The AI can write basic essays and even imitate the writing styles of well-known writers. For example, a user could direct ChatGPT to write in the style of Mark Twain or a New York Times columnist.
While the AI’s imitation has some flaws, it can be remarkably accurate—especially if the user is willing to do light editing. The chatbot can produce even more convincing work when given a less complicated task, such as writing a high school essay.

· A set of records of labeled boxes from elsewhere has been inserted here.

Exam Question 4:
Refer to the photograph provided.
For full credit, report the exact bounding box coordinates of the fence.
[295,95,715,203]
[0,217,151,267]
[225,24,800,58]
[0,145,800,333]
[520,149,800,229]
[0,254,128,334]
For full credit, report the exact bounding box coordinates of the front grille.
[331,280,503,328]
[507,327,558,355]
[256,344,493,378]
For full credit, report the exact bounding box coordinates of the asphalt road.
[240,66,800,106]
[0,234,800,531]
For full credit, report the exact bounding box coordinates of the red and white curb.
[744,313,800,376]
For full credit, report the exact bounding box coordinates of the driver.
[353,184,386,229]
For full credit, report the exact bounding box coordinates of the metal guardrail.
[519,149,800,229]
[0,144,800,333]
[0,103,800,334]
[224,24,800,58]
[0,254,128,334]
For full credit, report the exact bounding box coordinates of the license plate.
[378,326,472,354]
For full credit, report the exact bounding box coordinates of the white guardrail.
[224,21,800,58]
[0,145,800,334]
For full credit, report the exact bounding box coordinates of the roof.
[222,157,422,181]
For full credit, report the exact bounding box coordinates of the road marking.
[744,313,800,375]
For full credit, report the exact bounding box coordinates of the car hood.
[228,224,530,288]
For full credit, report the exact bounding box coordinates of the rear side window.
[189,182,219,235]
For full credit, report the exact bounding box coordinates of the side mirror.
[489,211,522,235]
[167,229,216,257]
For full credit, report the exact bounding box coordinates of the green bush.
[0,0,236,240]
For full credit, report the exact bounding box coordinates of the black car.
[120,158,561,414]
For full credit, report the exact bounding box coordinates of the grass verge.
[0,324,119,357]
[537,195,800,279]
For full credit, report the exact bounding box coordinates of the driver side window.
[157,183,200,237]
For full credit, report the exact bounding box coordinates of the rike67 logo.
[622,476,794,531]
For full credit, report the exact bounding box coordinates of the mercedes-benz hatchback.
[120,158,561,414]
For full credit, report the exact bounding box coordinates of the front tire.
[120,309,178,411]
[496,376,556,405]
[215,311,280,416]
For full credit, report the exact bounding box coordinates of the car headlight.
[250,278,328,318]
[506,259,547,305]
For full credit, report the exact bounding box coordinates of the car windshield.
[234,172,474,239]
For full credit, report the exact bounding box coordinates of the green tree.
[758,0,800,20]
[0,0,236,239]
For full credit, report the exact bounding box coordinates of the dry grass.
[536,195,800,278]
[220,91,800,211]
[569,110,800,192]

In December, OpenAI announced that it would include a watermark on ChatGPT content to discourage plagiarism. That, combined with Tian’s new app, could be a stronger defense against misuse of the chatbot.
Backing up a bit
An AI (artificial intelligence) powered chatbot is creating a buzz across the internet—but this powerful and entertaining tool could have greater implications for internet usage in the future.
ChatGPT has access to vast amounts of data compiled by researchers up to 2021. Through its treasure trove of knowledge, the chatbot can answer nearly any question a user asks, though the site warns that the bot is not infallible.
Its ability to answer questions could pose a problem for Big Tech companies that are in the business of search engines. When a user types a question into ChatGPT, the answer populates in a paragraph format rather than supplying a list of links like Google does.
For example, if asked, “what is inflation?” the bot responds, “Inflation is the rate at which the general level of prices for goods and services is rising, and subsequently, purchasing power is falling. Central banks attempt to limit inflation, and avoid deflation, in order to keep the economy running smoothly,” in the first paragraph.
But the chatbot isn’t just a tool for providing definitions to users. When asked to provide something like a recipe, ChatGPT can provide a concise, accurate recipe without the long backstory that accompanies many recipe blogs.